# 🧠 Bag of Words - Understanding & Implementation

## 📌 Introduction
**Yufeng Guo**: Natural language has many challenges that separate it from other data types like images and structured data. It requires a slightly different approach.

Today, we'll explore a foundational concept in natural language processing (NLP) called **Bag of Words (BoW)**. What does it mean? How do we use it to process text? Let's find out! 🚀

## 🗣️ Natural Language & Challenges
Natural language is unique because it has an inherent structure while also being free-form:

- There are many ways to say the same thing.
- Similar words can have different meanings based on context.
- Unlike images (which are naturally represented as matrices), words need to be converted into numerical representations for machine learning models.

## 📊 Transforming Text into Data
In machine learning, data is often represented as **matrices or tensors**:

- **Images**: Naturally represented as matrices.
- **Structured Data**: Spreadsheet values map directly to input matrices.
- **Natural Language**: Needs transformation into numerical form to be usable.

## 🎒 What is Bag of Words (BoW)?
BoW is a method for representing text data numerically. Here's how it works:

1. We create a **vocabulary** (list of unique words from the dataset).
2. Each sentence is represented as a **vector** based on this vocabulary.
3. The position of a word in the vector corresponds to its index in the vocabulary.
4. If a word appears in a sentence, we set the corresponding index in the vector to **1** (or a frequency count).
5. The order of words in the sentence **does not matter**, only their presence or absence.

### 🔍 Example
Let's say our vocabulary consists of 10 words: `['dataframe', 'layer', 'series', 'graph', 'column', 'plot', 'color', 'axes', 'read_csv',  'activation']`

![Screenshot (9806).png](attachment:b36e0c89-72dd-467f-95b7-bb64f174998b.png)
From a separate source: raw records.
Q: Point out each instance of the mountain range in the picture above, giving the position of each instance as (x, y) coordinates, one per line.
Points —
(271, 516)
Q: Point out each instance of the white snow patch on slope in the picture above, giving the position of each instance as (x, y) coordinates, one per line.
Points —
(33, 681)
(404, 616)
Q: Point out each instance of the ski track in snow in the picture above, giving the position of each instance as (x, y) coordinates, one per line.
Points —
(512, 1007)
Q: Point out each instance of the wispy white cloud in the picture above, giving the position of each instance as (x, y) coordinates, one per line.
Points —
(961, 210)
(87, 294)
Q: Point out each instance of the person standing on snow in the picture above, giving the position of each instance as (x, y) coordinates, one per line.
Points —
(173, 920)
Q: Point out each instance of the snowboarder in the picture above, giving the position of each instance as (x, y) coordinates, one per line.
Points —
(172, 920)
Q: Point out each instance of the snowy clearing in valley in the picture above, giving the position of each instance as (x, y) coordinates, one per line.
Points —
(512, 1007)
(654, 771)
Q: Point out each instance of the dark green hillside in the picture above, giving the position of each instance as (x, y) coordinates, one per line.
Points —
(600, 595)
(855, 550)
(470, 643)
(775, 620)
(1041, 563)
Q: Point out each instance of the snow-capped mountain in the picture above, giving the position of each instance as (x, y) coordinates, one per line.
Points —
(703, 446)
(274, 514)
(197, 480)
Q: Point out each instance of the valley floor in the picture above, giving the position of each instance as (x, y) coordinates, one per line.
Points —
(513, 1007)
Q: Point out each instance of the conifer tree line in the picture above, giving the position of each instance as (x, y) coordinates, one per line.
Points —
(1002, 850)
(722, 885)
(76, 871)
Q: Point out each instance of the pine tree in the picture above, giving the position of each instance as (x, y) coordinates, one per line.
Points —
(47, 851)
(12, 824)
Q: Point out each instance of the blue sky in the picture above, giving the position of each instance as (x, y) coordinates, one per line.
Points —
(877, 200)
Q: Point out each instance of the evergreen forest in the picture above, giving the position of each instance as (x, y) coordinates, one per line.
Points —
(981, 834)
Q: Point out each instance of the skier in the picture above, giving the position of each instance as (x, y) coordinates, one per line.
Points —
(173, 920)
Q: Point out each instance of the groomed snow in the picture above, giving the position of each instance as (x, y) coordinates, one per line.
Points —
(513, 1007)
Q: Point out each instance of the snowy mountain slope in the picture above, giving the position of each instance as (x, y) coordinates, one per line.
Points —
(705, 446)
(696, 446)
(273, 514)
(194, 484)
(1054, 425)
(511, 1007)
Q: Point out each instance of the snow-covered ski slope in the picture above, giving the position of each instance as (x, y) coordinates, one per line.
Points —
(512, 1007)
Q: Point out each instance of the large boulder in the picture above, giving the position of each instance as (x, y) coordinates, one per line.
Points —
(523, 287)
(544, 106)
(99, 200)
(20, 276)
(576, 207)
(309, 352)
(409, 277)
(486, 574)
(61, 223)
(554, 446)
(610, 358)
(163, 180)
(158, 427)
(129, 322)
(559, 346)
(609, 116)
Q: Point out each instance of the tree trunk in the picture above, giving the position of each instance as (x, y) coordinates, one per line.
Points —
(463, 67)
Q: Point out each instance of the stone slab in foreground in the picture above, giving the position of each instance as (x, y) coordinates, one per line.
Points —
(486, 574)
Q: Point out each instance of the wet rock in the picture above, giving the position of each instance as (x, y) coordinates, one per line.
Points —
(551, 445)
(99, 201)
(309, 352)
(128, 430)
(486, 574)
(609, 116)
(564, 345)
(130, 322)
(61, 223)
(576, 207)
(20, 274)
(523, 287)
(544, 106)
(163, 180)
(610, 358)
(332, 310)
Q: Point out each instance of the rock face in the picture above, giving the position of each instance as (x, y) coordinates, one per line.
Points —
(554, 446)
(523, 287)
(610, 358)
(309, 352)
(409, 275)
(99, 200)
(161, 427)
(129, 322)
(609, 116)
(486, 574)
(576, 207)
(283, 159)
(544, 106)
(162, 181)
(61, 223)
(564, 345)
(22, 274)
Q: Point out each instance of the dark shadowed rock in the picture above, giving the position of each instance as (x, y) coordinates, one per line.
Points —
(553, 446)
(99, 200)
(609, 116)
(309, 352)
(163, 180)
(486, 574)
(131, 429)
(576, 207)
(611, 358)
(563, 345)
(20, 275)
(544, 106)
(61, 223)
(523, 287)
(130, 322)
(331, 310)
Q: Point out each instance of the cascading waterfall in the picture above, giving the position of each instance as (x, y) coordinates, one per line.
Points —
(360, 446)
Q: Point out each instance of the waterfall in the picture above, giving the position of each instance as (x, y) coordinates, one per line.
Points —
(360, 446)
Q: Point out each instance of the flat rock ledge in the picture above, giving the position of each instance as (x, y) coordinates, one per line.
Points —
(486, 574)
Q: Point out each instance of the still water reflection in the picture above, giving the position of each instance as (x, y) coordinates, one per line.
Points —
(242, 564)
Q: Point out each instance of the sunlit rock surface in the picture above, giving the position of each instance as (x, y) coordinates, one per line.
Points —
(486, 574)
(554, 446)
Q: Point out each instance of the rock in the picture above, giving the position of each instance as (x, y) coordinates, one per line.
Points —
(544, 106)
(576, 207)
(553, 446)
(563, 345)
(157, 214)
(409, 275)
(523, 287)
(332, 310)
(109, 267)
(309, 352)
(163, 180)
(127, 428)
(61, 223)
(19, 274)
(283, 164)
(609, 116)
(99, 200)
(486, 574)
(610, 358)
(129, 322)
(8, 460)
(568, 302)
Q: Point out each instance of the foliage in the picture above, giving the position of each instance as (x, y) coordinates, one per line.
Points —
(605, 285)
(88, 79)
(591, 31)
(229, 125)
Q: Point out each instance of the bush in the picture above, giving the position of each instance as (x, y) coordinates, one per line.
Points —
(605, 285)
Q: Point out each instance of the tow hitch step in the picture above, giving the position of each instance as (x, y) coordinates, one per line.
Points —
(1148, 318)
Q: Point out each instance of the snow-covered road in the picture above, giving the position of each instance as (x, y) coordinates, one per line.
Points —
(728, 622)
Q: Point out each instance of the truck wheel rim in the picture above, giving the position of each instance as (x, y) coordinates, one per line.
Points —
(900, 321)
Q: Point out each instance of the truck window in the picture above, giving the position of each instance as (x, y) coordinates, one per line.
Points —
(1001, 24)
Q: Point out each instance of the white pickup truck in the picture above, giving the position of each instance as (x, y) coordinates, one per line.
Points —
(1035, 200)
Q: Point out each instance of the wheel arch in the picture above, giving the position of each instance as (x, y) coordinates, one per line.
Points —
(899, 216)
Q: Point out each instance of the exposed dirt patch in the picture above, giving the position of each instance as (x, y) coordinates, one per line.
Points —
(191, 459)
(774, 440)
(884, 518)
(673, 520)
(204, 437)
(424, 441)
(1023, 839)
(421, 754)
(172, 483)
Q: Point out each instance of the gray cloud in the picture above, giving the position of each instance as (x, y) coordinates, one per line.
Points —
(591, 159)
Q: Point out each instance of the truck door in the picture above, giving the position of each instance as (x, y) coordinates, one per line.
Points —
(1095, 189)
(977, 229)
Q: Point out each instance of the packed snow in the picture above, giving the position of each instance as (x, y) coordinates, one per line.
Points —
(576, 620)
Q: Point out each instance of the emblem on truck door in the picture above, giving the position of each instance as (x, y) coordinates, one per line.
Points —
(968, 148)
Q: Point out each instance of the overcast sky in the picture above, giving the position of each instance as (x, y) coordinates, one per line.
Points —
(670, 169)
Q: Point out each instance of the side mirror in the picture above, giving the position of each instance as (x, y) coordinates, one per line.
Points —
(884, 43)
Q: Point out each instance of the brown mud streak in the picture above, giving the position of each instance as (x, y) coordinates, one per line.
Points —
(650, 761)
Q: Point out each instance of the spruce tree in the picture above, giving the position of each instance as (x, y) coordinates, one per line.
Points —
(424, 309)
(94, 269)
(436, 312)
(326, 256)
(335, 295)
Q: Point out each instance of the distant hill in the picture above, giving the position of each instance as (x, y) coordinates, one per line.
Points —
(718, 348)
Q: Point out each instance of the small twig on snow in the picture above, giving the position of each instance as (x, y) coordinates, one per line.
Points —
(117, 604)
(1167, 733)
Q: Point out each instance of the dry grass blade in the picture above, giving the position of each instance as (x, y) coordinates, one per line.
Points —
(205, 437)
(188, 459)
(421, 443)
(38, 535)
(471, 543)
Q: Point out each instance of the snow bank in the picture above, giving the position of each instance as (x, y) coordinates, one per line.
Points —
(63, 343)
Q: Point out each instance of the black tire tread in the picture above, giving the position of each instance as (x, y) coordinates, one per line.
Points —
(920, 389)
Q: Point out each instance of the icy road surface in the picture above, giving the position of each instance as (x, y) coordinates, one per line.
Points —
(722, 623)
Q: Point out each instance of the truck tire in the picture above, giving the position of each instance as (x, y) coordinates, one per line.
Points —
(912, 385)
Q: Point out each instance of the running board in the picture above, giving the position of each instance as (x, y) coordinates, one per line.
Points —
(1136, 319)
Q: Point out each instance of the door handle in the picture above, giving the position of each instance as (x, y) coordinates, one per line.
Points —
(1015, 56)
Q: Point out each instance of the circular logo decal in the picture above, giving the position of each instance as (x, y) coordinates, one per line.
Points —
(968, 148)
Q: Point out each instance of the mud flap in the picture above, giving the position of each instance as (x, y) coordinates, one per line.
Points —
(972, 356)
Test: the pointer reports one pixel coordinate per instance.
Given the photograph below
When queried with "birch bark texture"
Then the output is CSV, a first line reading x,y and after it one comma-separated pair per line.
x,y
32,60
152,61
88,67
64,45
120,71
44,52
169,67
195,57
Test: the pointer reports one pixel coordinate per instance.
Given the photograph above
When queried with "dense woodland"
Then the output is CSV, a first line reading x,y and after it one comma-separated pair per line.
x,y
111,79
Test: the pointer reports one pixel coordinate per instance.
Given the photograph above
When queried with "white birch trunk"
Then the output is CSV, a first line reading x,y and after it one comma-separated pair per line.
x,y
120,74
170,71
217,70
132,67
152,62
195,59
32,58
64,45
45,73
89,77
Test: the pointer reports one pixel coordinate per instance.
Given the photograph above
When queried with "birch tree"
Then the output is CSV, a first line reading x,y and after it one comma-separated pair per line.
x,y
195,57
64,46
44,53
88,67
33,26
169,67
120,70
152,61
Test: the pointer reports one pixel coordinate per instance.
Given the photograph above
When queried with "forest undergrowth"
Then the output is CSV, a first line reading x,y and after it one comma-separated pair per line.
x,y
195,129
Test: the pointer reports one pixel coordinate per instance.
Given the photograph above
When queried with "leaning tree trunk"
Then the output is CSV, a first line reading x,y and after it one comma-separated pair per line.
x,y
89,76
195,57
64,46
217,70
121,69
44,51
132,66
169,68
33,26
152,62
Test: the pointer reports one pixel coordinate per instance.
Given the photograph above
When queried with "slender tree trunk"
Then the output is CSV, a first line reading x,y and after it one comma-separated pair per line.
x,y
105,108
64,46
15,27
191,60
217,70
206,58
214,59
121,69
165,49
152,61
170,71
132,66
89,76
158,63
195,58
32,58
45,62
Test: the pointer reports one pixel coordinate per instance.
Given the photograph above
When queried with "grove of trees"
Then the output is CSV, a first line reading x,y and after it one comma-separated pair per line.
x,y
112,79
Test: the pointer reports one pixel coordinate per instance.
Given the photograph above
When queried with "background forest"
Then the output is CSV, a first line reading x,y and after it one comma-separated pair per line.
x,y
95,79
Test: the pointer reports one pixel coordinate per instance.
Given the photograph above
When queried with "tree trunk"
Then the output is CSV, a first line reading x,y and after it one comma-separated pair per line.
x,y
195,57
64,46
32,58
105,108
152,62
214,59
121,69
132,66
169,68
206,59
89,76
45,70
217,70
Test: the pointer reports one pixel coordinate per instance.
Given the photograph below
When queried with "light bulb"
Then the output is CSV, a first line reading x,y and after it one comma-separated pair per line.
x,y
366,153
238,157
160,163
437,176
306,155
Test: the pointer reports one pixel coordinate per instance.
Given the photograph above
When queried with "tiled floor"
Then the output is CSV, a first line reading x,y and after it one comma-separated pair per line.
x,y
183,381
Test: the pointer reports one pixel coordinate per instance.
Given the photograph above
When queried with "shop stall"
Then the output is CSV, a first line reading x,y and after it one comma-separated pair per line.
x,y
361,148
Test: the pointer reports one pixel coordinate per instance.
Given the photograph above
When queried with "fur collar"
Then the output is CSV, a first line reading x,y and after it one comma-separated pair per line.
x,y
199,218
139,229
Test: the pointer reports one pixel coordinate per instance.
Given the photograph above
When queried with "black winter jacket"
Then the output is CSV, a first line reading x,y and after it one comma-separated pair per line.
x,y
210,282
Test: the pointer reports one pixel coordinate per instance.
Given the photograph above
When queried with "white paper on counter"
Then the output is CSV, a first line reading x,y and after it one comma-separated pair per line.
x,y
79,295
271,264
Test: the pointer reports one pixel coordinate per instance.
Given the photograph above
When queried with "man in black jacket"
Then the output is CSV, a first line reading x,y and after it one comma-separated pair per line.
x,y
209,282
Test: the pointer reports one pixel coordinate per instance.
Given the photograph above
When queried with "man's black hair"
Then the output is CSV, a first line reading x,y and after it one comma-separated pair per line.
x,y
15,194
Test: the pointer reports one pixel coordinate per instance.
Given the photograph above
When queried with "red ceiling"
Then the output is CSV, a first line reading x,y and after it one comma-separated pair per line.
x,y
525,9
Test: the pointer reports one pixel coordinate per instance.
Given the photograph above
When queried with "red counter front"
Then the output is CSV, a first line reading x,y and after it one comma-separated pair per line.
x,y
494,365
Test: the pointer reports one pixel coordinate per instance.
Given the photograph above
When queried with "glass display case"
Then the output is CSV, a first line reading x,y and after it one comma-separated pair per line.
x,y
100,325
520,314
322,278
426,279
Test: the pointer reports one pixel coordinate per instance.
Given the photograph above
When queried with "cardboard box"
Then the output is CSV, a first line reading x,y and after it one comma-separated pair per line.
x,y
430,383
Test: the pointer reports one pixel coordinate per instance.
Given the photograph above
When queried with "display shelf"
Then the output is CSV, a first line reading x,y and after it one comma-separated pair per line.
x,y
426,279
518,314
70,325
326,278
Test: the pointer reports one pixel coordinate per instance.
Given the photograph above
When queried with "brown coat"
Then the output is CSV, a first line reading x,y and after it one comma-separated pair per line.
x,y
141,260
For the sentence: **"how to plot dataframe bar graph"**
- Recognized words: **plot, dataframe, graph**
- Ignored words: **how, to, bar** (not in vocabulary)
- The resulting vector: `[1, 0, 0, 1, 0, 1, 0, 0, 0, 0]`

This representation is called a **bag of words** because it treats words as if they were thrown into a bag without considering their order.

## 🏷️ Preprocessing Labels
Just like the input data, labels also need to be transformed into numerical format:

- If a sentence has multiple labels, we use a **multi-label encoding**.
- A label vector is created where **1** indicates presence of a label and **0** means absence.
- Example: `[1, 0, 1]` (where multiple labels can be true at the same time).

![Screenshot (9807).png](attachment:4b421d30-3a34-45f9-82e4-3556fca6a7f9.png)

## 🤖 Inputs to Predictions
Once both the **inputs (sentences)** and **outputs (labels)** are converted into numerical format, machine learning models can map one set of numbers to another.

![Screenshot (9808).png](attachment:b4dcda1c-b1f0-4f55-8e18-a2bab0302163.png)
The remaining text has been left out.